Framed within the rural landscape of southwestern Ontario and Al Purdy's "country north of Belleville," Banks turns his pen to modern life and the small domestic urgencies that arise from it. This is a landscape we are all familiar with - grocery lines, "chemical-green lawns," piles of gas bills and tax receipts, endless whirring highways and "a nacreous moon shining/ over condominiums." A pointed and unrequited longing underpins Bonfires, but rather than toil in the darkness of his daily observations, Banks presses on to show us the essential centre where "everything disassembles itself / into some new clarity here."

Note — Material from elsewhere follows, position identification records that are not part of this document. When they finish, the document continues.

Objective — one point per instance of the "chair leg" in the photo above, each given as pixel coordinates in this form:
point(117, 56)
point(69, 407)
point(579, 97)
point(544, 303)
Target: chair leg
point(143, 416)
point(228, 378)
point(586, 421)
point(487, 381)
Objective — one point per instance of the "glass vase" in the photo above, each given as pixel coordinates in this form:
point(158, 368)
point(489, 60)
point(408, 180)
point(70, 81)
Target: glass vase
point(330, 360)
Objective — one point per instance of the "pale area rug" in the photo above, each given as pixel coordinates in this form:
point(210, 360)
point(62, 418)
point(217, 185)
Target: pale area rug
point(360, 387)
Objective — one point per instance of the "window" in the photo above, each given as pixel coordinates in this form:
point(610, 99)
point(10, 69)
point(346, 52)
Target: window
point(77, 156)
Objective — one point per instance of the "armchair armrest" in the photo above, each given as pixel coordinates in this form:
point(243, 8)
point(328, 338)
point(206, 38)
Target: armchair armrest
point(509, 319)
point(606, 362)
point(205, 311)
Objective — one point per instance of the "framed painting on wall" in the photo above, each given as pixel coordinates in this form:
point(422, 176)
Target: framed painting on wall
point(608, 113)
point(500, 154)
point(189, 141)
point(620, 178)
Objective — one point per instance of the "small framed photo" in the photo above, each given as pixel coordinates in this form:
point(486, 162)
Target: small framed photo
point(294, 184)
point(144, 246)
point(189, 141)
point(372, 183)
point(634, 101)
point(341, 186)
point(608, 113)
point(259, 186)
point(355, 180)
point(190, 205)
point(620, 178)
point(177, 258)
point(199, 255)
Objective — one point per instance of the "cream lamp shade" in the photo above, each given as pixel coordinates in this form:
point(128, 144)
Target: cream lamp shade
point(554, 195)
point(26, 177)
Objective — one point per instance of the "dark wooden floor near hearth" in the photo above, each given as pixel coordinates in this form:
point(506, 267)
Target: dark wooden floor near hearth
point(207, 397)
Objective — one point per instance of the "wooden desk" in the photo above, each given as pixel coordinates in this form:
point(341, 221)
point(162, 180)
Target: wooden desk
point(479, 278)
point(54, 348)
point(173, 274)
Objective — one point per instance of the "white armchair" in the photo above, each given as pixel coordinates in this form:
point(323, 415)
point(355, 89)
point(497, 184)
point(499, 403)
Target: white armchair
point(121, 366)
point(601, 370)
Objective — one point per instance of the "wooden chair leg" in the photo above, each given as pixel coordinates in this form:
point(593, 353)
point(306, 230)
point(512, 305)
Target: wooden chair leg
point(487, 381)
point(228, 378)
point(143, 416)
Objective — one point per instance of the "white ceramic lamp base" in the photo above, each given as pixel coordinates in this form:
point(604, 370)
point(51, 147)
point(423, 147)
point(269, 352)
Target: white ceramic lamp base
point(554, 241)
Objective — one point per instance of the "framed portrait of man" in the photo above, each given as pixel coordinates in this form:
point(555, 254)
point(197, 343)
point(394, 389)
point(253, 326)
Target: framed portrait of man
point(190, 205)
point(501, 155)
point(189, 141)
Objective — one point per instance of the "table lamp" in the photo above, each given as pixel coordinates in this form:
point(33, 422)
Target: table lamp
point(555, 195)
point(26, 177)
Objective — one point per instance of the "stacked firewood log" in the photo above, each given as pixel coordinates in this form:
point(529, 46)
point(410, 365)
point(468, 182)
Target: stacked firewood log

Bonfires tells the story of every Canadian in the twentieth century through fragmented narratives and beautiful imagery.
--Imprint Online
Bonfires manages to combine humour and breathlessness in a way that Canadian poetry seldom does. Chris Banks knows that fire takes that precious air and eats it. These are poems of unpaid bills, public transit, dust, dog piss, histamine, history, litter, longing. Banks combines beauty with a kind of trivial domestic ugliness, emerging reverent, setting us "adrift under the only sky / we will ever know."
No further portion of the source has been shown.